DonateBandwidth uses Torrent model to increase internet speeds in developing countries

By Kyle Sherer

09:57 August 28, 2008 PDT

Internet users by country, 2007.
 
 Image via Internetworldstats.com

Internet users by country, 2007. Image via Internetworldstats.com

In developed countries, bandwidth savings due to ISP caching are around 30-40%. However, in countries like Pakistan, where Internet infrastructure is in the teething stage, large ISPs with 80,000 users may have a cache of less than 30GB. DonateBandwidth, a project in the alpha phase of testing, will allow users to download data for each other in a fashion similar to BitTorrent. The project aims to establish a communal cache in order to streamline Internet browsing in countries where ISPs are not yet up to the task.
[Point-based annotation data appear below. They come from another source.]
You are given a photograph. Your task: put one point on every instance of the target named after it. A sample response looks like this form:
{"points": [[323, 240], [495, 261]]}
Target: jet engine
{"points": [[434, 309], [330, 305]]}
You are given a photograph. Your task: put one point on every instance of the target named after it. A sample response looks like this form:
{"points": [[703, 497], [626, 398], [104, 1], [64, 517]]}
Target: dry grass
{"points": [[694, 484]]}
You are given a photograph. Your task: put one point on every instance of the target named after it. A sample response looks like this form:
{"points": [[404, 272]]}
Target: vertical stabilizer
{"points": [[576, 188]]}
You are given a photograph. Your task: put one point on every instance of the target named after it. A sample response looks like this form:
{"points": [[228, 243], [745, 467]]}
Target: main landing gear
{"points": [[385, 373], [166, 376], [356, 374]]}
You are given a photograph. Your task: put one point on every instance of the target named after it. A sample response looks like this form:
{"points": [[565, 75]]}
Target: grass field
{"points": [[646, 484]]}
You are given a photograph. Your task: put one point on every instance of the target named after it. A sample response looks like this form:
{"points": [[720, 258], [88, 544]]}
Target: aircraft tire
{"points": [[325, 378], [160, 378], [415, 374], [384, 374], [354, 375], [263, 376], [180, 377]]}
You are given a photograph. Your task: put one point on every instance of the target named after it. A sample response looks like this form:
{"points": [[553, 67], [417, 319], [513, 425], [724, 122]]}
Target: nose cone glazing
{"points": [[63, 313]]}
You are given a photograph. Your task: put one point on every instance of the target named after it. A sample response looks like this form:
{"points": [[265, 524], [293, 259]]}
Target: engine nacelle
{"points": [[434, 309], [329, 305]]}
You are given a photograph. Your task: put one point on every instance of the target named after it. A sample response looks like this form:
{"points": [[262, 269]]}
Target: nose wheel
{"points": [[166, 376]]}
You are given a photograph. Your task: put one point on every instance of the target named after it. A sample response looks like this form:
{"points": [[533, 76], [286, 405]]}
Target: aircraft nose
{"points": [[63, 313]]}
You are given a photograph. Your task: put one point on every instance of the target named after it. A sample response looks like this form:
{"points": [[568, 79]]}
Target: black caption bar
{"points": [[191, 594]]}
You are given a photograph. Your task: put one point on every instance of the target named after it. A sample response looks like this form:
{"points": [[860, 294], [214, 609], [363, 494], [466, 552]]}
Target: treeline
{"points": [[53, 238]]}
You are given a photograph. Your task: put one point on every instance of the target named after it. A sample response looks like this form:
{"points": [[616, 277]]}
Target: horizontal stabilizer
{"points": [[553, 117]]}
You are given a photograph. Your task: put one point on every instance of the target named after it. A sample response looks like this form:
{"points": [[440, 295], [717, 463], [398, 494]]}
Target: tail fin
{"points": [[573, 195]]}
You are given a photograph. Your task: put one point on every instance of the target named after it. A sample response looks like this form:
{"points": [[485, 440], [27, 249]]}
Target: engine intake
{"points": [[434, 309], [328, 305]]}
When DonateBandwidth users access a website that isn’t cached by the ISP, instead of retrieving the information from overseas servers, the program checks the DonateBandwidth peer-to-peer cache. By downloading from users in the same country, DonateBandwidth eases the burden on the international upstream link and speeds the browsing process. As more people connect to DonateBandwidth in the same country, download speeds for all will increase.

DonateBandwidth consists of an ISP-independent web p2p cache that shares information between users from different ISPs, and a forward-caching architecture that allows users to download information for others using spare bandwidth. The program is not publicly available yet, but a proof-of-concept version will soon be implemented in Pakistan.